Share

6. Kalung Misterius

Penulis: Nanda Safitri
last update Terakhir Diperbarui: 2025-05-06 21:47:14

“Tolong!” Suara Anna tercekat.

Dunia apa ini? Di sini, semua terasa menyakitkan. Sejak tubuh gadis malang itu menginjakkan kaki di dunia yang penuh polusi itu, jeritan kepedihan terus mengikuti Anna.

Sekarang apalagi? Belum cukupkah Tuhan memberikan cobaan? Padahal, Anna tidak berniat mengganggu hidup siapa pun. Hidup memang tidak adil!

“Nenek, hentikan!” Reihan berlari tergopoh menghampiri sang nenek yang semakin menggila. Kebenciannya terhadap perempuan telah membuat Samentha gelap mata.
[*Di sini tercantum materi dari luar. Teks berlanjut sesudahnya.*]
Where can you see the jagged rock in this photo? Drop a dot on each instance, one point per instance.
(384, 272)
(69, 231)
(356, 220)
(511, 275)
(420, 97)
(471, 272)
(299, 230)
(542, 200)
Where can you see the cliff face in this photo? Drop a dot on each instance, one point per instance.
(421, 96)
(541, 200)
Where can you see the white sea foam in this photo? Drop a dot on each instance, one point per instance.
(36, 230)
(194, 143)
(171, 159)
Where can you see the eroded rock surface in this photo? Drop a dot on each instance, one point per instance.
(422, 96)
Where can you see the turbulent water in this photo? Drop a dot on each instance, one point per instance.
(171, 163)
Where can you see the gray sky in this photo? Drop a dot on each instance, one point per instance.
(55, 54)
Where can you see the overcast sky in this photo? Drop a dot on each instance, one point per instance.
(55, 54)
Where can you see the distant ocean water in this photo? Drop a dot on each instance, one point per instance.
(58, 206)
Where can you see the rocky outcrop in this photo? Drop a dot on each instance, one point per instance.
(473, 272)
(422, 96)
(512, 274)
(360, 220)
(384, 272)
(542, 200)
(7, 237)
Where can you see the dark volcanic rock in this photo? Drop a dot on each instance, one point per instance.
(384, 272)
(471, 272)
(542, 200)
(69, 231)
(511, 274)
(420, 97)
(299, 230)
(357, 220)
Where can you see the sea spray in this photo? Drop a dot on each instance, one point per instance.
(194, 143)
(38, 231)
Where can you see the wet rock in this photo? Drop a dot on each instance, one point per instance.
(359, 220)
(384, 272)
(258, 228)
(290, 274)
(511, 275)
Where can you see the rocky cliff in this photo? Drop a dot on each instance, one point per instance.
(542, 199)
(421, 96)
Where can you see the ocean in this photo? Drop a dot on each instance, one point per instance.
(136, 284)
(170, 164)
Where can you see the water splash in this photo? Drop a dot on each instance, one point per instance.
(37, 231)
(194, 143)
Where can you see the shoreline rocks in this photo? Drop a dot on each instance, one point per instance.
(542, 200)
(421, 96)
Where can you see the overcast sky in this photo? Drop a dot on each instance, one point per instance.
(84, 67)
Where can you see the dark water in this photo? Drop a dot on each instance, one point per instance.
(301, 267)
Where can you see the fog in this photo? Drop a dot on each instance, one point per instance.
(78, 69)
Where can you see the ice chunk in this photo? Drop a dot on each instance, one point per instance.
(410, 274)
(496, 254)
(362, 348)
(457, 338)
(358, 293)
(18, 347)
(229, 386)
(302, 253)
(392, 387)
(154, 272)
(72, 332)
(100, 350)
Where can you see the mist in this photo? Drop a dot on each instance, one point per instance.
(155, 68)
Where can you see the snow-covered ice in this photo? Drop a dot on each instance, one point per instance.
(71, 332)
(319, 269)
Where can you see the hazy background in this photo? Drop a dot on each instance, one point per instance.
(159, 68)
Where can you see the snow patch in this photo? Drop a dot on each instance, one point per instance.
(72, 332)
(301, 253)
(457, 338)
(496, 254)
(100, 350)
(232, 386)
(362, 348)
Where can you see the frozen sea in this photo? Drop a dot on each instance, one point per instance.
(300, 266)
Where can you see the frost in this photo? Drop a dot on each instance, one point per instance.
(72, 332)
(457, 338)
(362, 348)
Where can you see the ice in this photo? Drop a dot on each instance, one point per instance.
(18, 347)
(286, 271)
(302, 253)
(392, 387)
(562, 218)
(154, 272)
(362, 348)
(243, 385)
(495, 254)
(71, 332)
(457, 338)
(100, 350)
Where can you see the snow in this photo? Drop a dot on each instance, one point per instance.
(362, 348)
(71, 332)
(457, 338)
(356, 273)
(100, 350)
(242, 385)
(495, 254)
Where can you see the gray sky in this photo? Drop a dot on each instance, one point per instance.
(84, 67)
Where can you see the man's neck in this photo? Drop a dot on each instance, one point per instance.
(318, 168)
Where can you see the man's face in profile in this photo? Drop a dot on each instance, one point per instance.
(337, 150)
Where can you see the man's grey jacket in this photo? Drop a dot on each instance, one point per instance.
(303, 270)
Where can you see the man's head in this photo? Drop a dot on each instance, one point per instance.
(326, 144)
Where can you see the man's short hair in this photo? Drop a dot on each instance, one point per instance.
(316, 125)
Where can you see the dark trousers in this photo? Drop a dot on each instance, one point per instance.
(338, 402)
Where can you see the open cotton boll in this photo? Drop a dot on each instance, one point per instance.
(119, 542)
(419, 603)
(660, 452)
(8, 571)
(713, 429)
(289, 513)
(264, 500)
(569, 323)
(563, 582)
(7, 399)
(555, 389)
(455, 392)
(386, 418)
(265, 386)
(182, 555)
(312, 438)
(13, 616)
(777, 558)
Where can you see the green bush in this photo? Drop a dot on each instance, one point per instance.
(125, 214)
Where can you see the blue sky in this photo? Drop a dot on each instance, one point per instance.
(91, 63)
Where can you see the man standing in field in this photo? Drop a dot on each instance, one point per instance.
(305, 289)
Leher Anna memerah, bagaimana tidak, meski sudah tua dan renta, tangan keriputnya masih terasa sangat kuat. Cekikan itu berlangsung lama, hingga akhirnya Reihan datang dan berhasil melepaskan Anna dari cengkraman sang nenek.

lebih baik aku keluar dari sini, monolog Anna dalam hati.

Di tengah napas yang masih tersengal, Anna berkata, “Reihan, aku mau keluar!” seru Anna yakin.

Reihan menoleh, “Aku tidak pernah berniat menahanmu di sini, tapi tidak sekarang.”

“Biarkan dia pergi, Amor! Suasana rumah ini menjadi tidak nyaman sejak ada dia,” ujar Samentha geram.

“Tapi, Nek, ini sudah larut.”

“Kau berani membantahku demi gadis ini?” Mata nenek tua itu nyalang.

“Sudah!” teriak Anna. “Aku juga tidak mau berlama-lama di tempat menjijikkan ini,” ucap Anna geram.

Mendengar rumahnya dijelekkan, Samentha kembali disulut emosi. Wajahnya berubah merah padam, sangat muram. “Kau!”

“Lari!” teriak Reihan sembari memegangi sang nenek.

Anna berlari secepat yang dia bisa. Dia mengabaikan denyut yang menyerang dahi sebelah kanannya.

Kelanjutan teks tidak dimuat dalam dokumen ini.